Sessions cover themes tied to flagship projects such as Large Hadron Collider physics, neutrino physics from DUNE (experiment), dark matter searches from XENON (experiment), and cosmological constraints from Planck (spacecraft). Other topics include gravitational-wave astrophysics linked to LIGO Scientific Collaboration and Virgo (interferometer), high-energy gamma-ray astronomy involving HESS, VERITAS, and MAGIC (telescope), and multimessenger studies that combine inputs from IceCube Neutrino Observatory, Fermi Gamma-ray Space Telescope, and Swift (satellite). Theory sessions often engage work from groups tied to Institute for Advanced Study, Perimeter Institute, Kavli Institute for the Physics and Mathematics of the Universe, and lattice efforts such as RBC and UKQCD Collaborations.
Key announcements and results first discussed at the meetings include updates on Higgs boson search strategies prior to the discoveries at ATLAS experiment and CMS experiment, neutrino oscillation parameter refinements related to Super-Kamiokande and SNO (Sudbury Neutrino Observatory), constraints on cold dark matter models from direct-detection experiments like XENON1T and LUX-ZEPLIN, and cosmological parameter refinements echoing analyses by Planck (spacecraft) and WMAP. The conferences have also been venues for early reports of anomalies later investigated by projects such as MiniBooNE, LSND, and theoretical proposals by groups at CERN Theory Department and SLAC National Accelerator Laboratory.

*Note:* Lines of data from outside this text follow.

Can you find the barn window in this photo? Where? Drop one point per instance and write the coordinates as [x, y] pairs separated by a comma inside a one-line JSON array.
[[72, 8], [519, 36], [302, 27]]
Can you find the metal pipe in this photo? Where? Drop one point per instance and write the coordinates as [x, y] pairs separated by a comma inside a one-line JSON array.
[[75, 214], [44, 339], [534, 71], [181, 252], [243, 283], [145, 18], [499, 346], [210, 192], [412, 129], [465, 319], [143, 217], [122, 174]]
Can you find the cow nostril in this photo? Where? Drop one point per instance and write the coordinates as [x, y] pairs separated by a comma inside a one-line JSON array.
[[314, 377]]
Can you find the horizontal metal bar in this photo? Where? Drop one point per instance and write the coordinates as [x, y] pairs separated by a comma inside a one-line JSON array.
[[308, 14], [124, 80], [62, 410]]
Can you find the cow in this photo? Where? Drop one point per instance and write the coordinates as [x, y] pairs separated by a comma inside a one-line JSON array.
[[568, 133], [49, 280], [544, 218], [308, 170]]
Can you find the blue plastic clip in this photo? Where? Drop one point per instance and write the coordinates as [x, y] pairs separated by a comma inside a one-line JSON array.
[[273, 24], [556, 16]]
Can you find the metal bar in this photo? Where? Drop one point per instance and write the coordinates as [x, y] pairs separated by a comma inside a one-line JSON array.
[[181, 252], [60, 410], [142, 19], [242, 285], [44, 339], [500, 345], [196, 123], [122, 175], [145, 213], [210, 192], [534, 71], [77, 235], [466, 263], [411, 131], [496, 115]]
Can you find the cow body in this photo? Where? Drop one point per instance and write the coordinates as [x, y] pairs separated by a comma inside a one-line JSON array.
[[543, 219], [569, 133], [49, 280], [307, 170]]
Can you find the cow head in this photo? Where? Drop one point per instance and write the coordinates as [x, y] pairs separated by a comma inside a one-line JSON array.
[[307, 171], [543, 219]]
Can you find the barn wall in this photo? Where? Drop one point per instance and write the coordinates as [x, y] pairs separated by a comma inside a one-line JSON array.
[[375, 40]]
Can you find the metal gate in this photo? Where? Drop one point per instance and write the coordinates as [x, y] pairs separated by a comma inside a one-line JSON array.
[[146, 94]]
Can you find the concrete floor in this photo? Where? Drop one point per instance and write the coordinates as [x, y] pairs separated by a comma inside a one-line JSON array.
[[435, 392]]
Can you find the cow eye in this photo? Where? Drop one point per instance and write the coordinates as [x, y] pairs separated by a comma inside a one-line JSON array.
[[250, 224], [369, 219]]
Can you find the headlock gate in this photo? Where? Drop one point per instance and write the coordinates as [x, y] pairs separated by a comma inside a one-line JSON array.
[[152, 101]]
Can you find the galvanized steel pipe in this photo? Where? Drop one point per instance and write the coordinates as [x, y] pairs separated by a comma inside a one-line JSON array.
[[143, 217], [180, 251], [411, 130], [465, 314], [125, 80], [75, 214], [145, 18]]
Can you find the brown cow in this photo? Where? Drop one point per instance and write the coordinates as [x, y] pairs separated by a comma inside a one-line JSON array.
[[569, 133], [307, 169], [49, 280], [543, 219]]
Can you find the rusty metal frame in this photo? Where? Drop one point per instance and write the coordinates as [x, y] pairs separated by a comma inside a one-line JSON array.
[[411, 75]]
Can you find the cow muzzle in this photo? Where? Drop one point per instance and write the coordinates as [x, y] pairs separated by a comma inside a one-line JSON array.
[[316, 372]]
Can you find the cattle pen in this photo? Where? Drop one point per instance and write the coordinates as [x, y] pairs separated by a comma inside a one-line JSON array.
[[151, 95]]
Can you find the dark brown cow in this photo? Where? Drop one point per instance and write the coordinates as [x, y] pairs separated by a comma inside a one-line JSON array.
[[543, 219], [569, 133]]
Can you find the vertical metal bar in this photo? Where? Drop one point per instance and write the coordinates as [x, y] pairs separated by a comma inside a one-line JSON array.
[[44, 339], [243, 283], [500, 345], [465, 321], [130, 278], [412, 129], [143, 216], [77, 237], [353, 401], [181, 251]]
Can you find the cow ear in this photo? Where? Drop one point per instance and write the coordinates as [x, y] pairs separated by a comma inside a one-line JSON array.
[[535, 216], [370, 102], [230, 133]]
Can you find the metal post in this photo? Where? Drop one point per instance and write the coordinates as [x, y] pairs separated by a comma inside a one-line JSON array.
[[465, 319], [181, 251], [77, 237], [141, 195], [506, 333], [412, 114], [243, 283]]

Results influencing particle-flavor physics, including measurements from BaBar, Belle, and LHCb experiment, have been widely discussed, as have implications of gravitational-wave events announced by LIGO Scientific Collaboration.
Participants include experimentalists and theorists from institutions such as CERN, Fermilab, SLAC National Accelerator Laboratory, Brookhaven National Laboratory, KEK, RIKEN, University of Tokyo, Caltech, Massachusetts Institute of Technology, Stanford University, University of Cambridge, Imperial College London, Max Planck Society, CEA Saclay, and INFN. Prominent invited speakers have come from collaborations and centers including ATLAS experiment, CMS experiment, IceCube Neutrino Observatory, LIGO Scientific Collaboration, Planck (spacecraft), DES (Dark Energy Survey), and theory groups affiliated with Perimeter Institute and Institute for Advanced Study. The meetings draw early-career researchers and senior scientists associated with awards like the Nobel Prize in Physics, Breakthrough Prize, and Crafoord Prize.
Originally held in the village near Moriond, the series later moved to Alpine sites including Les Arcs and La Thuile in the Aosta Valley, leveraging proximity to transit hubs at Geneva Airport and Turin Airport. Local hosts coordinate with national agencies such as CNRS and INFN and collaborate with hotels, ski resorts, and university conference services from University of Grenoble Alpes and regional tourism boards. Accommodations, poster facilities, and audiovisual setups are managed to support data-heavy presentations from experiments operating at Large Hadron Collider, DESY, and Fermilab and to facilitate workshops with remote partners at SLAC National Accelerator Laboratory and Brookhaven National Laboratory.